In tutte maiuscole, certo.
Per i prossimi tempi dovremo ricordarci di essere numeri, non persone fatte di carne. Numeri di una tecnocrazia economica dove le leve dello Stato e del suo Governo le muoveranno i capitalisti, i pescecani della finanza, i preti con lo zucchetto "azzurro" e quelli che ne indossano uno bianco: moderato perdio!
Moderato-Liberale-Popolare.
Assolutamente allineato alla crescita a tutti i costi. Connesso al "consumo" e alla globalizzazione per forza. Senza "se" e senza "ma".
Poi, che importeranno tutti i fattori di squilibrio sociale ed economico che si verranno a creare, che importerà la insostenibilità ecologica degli ecomostri e delle centrali nucleari che verranno a nascere come funghi nell'orticello di casa nostra? Che importerà dell'inquinamento, del riciclaggio che non si farà, del risparmio di materie prime necessario, delle energie e delle fonti alternative, degli inceneriori come fabbriche di cancro?

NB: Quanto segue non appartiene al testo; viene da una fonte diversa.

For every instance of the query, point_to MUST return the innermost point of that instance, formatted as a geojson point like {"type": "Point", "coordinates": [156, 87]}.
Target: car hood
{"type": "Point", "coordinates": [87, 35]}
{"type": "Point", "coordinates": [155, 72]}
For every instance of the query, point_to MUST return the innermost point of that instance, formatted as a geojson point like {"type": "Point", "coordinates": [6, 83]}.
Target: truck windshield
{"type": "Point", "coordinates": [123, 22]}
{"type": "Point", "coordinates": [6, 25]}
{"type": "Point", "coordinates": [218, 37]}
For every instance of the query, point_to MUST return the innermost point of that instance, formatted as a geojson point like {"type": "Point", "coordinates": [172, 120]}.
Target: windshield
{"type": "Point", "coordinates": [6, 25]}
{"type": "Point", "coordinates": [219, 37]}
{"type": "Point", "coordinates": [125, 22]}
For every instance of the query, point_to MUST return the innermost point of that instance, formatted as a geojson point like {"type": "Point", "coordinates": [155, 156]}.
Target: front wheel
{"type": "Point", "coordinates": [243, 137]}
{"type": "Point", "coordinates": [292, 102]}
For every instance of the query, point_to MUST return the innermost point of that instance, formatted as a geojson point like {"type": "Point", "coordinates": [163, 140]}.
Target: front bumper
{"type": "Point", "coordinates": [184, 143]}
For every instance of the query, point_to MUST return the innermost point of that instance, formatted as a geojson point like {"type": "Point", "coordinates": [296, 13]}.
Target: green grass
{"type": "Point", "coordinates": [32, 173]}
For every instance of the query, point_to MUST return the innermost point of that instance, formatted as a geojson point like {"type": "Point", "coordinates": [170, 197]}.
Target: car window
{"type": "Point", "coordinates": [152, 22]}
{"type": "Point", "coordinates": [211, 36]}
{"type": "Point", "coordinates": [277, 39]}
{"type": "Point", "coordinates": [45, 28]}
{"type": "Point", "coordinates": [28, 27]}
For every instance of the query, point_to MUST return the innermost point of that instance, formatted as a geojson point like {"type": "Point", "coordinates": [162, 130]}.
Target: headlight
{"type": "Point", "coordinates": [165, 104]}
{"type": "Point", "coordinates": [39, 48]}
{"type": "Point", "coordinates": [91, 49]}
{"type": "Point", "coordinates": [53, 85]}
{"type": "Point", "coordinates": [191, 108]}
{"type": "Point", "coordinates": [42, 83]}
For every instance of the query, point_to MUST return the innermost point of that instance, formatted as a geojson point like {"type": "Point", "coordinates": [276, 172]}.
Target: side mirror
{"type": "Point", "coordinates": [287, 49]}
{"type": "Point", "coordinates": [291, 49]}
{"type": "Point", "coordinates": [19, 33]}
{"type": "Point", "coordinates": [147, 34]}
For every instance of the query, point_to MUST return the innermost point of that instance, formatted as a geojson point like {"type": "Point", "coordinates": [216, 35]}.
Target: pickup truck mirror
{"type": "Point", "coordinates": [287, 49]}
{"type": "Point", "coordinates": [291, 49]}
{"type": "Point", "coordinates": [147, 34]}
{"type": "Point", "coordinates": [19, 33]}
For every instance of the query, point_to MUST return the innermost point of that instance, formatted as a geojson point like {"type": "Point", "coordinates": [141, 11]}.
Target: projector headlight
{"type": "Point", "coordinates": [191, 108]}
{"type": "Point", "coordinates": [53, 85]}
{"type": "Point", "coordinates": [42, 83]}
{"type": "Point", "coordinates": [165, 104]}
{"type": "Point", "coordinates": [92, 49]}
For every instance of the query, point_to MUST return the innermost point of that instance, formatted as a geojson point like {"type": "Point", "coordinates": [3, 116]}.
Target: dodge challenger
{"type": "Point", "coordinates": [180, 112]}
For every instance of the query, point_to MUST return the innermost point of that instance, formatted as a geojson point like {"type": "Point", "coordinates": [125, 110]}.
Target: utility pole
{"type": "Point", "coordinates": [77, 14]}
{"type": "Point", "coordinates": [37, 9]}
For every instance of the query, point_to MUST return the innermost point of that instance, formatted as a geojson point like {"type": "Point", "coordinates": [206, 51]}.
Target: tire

Siamo diventati di colpo CIVILI noi italiani!
Gioitene! Non saremo più l'Italietta del vino adulterato, delle mozzarelle alla diossina. Questa, naturalmente, ce la venderà edulcorata l'On. Bassolino, e come dessert potremo gustare i cannoli "made in Cosa Nostra" del Sen. Cuffaro.
Sorridenti e beati, i nostri politici, la nostra classe dirigente liberla-liberista-riformatrice-tanto-carina-tanto-accomodante ce lo metterà in quel posto e noi risponderemo sorridendo a nostra volta, perché diavolo! Siamo una popolazione CIVILE, no?
Ah dimenticavo: siamo pure i tanto CIVILI che hanno cacciato i Socialisti dal parlamento dopo più di cento anni, e tanto per non lasciare questioni ideologiche in sospeso, abbiamo fatto man bassa di tutta la Sinistra vera. Quella anticapitalista e che lottava contro la globalizzazione dei mercati. Quella che stava dalla parte degli operai, degli intellettuali e di tutti quelli che hanno sempre avvertito situazioni di disagio, cacciandola dopo 62 anni di onorato servizio.
Ma noi siamo CIVILI. Abbiamo preferito i Calearo, i Ciarrapico, i Berlusconi e i Veronesi, ai Socialisti, ai Verdi e ai Comunisti. Non fanno più tendenza ormai.
Ma non finisce quà. Nervi saldi, calma e gesso per ora.
Come si diceva una volta: LA LOTTA CONTINUA.